В. Казаков – автор более десяти книг о современной жизни. Сейчас живет в Праге. В Чехии на русском языке в 2008 году вышел трехтомник писателя, пятая книга (две повести) увидела свет в конце 2011 года, шестая (две повести, документальные рассказы) – в 2014 году.
Посвящаю Касьяновой Людмиле Ивановне – актрисе и журналисту
Глава первая. Первоначальный капитал
1
За два дня до намеченного нами отъезда в стране подорожал бензин – «девяносто третий», на котором бегал наш старенький, но все еще казавшийся надежным «Форд», – почти вдвое.

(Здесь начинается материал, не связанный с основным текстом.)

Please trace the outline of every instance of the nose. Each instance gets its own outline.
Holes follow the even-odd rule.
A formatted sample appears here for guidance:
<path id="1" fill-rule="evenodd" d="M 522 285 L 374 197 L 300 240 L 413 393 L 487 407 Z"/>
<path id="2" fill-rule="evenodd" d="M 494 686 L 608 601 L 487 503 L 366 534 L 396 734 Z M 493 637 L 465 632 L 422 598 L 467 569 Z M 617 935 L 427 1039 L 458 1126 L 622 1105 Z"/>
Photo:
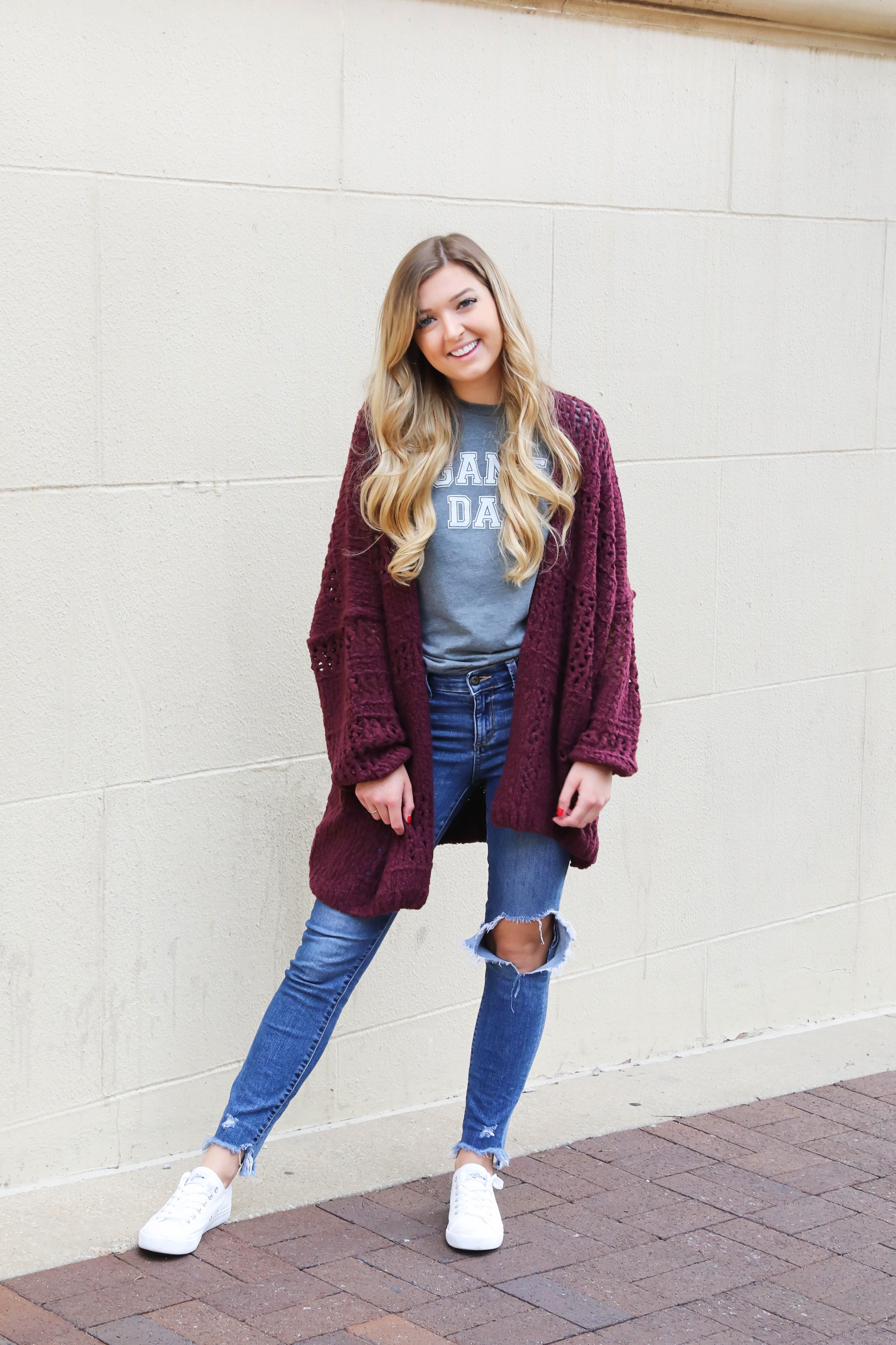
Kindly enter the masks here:
<path id="1" fill-rule="evenodd" d="M 457 346 L 463 335 L 463 319 L 459 313 L 449 313 L 445 319 L 445 340 L 449 347 Z"/>

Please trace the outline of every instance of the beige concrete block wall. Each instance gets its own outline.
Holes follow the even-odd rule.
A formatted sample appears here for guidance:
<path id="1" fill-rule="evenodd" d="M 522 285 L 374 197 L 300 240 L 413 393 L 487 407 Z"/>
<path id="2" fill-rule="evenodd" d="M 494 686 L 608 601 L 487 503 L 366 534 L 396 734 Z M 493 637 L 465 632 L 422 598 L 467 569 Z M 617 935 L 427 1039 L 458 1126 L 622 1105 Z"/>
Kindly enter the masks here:
<path id="1" fill-rule="evenodd" d="M 305 636 L 434 231 L 604 417 L 638 594 L 535 1077 L 892 1006 L 896 63 L 423 0 L 9 0 L 0 61 L 0 1184 L 215 1127 L 312 901 Z M 438 854 L 281 1128 L 462 1092 L 484 880 Z"/>

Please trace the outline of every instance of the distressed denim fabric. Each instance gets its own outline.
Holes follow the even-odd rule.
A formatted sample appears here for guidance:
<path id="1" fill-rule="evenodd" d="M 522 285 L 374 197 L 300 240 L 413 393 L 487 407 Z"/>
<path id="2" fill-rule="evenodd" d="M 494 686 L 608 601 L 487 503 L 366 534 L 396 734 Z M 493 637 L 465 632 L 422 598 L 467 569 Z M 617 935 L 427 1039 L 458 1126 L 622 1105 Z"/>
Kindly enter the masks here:
<path id="1" fill-rule="evenodd" d="M 492 824 L 490 808 L 510 733 L 516 663 L 466 674 L 429 674 L 433 729 L 435 838 L 472 788 L 485 784 L 489 888 L 485 919 L 466 947 L 485 963 L 482 1002 L 473 1034 L 466 1112 L 454 1146 L 508 1162 L 506 1130 L 544 1030 L 548 983 L 566 960 L 574 931 L 559 915 L 568 851 L 549 837 Z M 411 826 L 414 823 L 411 822 Z M 548 960 L 520 974 L 485 944 L 498 920 L 553 915 Z M 361 919 L 316 901 L 302 943 L 286 968 L 234 1080 L 208 1145 L 242 1153 L 251 1174 L 271 1126 L 320 1060 L 339 1015 L 388 933 L 396 912 Z M 406 917 L 407 919 L 407 917 Z"/>

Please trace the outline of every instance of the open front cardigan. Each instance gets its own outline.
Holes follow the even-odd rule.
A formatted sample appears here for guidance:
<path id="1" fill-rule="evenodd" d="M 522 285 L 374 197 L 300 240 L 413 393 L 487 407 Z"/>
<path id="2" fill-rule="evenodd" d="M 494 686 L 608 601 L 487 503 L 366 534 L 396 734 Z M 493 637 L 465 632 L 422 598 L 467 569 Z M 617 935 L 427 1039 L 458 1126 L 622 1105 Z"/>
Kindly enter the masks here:
<path id="1" fill-rule="evenodd" d="M 598 823 L 557 827 L 574 761 L 637 771 L 641 701 L 631 632 L 622 498 L 598 413 L 555 393 L 582 484 L 566 545 L 548 535 L 519 656 L 510 741 L 492 820 L 566 846 L 586 869 Z M 324 712 L 333 785 L 314 834 L 310 888 L 337 911 L 376 916 L 426 901 L 433 870 L 433 744 L 416 581 L 388 574 L 391 546 L 363 521 L 359 490 L 376 461 L 361 410 L 336 506 L 308 647 Z M 414 790 L 404 835 L 375 820 L 355 785 L 407 767 Z M 474 790 L 445 842 L 485 841 L 485 792 Z"/>

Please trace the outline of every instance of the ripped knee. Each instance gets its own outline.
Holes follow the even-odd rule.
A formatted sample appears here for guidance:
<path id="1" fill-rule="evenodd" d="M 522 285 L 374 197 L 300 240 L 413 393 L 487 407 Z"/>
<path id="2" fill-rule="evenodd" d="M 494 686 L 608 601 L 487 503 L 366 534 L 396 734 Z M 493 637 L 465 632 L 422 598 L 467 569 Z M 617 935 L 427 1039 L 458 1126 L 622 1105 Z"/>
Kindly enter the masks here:
<path id="1" fill-rule="evenodd" d="M 500 932 L 498 932 L 500 931 Z M 521 944 L 508 947 L 513 933 L 523 931 L 523 939 L 529 940 L 529 960 L 520 956 L 525 950 Z M 493 935 L 497 932 L 497 940 Z M 463 940 L 463 947 L 473 958 L 490 962 L 494 966 L 514 967 L 519 975 L 529 971 L 559 971 L 570 956 L 575 940 L 575 929 L 557 911 L 545 911 L 533 920 L 514 920 L 512 916 L 497 916 L 481 924 L 472 939 Z M 533 956 L 537 954 L 537 956 Z"/>
<path id="2" fill-rule="evenodd" d="M 517 971 L 537 971 L 548 960 L 553 942 L 553 915 L 536 920 L 498 920 L 482 942 L 489 952 L 501 962 L 512 962 Z"/>

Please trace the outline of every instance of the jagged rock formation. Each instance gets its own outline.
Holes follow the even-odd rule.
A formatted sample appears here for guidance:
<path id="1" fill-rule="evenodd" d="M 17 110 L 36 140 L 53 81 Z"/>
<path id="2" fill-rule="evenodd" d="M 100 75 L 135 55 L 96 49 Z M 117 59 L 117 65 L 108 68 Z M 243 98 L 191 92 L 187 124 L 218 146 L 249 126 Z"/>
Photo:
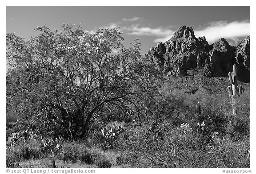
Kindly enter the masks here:
<path id="1" fill-rule="evenodd" d="M 168 75 L 175 77 L 185 76 L 187 70 L 196 68 L 204 68 L 207 77 L 227 76 L 236 64 L 239 71 L 249 73 L 245 80 L 249 81 L 250 36 L 236 47 L 224 38 L 209 45 L 204 37 L 196 38 L 191 27 L 183 26 L 169 40 L 151 48 L 145 57 Z"/>

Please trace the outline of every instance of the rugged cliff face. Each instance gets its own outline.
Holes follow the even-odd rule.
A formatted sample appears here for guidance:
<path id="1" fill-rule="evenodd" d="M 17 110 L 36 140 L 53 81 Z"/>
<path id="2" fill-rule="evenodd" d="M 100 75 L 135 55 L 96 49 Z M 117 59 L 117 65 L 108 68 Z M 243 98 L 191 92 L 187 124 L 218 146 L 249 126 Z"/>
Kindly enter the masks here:
<path id="1" fill-rule="evenodd" d="M 185 76 L 193 68 L 203 68 L 206 77 L 225 77 L 236 64 L 240 78 L 250 81 L 250 36 L 236 47 L 224 38 L 209 45 L 204 37 L 196 38 L 191 27 L 183 26 L 169 40 L 151 48 L 145 57 L 168 76 L 175 77 Z"/>

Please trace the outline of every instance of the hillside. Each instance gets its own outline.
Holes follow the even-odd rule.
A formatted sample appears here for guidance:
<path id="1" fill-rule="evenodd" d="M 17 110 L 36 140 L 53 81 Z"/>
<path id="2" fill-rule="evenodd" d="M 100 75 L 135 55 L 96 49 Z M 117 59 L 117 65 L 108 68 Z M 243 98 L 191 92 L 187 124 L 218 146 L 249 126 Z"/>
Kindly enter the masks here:
<path id="1" fill-rule="evenodd" d="M 236 46 L 230 46 L 224 38 L 209 45 L 204 37 L 195 37 L 192 27 L 183 26 L 169 40 L 152 47 L 145 56 L 172 77 L 186 76 L 188 71 L 197 69 L 203 70 L 205 77 L 227 77 L 236 64 L 238 80 L 250 83 L 250 36 Z"/>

Услышав по телевизору эту неприятную новость, моя жена Танька, в упор пронзив меня отчаянным взглядом, – синева ее глаз в ту минуту сгустилась до цвета вороненой стали, – боком выпорхнула из все еще освещенной экраном телевизора гостиной и крепко закрыла за собой дверь в спальню.
С Танькой мы женаты больше двадцати лет, и я легко представил себе, что последовало за дверью в спальне.
Сначала Танька, горько всхлипывая, солеными ручьями смачивала большую, когда – то подаренную нам тещей подушку; потом, несколько умерив ручьи, громким шепотом, не стесняясь слов ненормативной лексики и с обострившейся в ту минуту откровенностью стала подробно рассказывать подушке, что она думает о президенте страны, спикере парламента, правительстве и лично министре финансов, который два дня назад по той же вечерней телевизионной программе клятвенно обещал не повышать цены на бензин («наша страна надежно обеспечена запасами нефти!») и, помню, сняв очки, даже бил себя кулаком в тощую, укрытую широким красным в горошку галстуком грудь. Закончив разговор с подушкой, Танька вытерла слезы и только после этого стала думать о главном.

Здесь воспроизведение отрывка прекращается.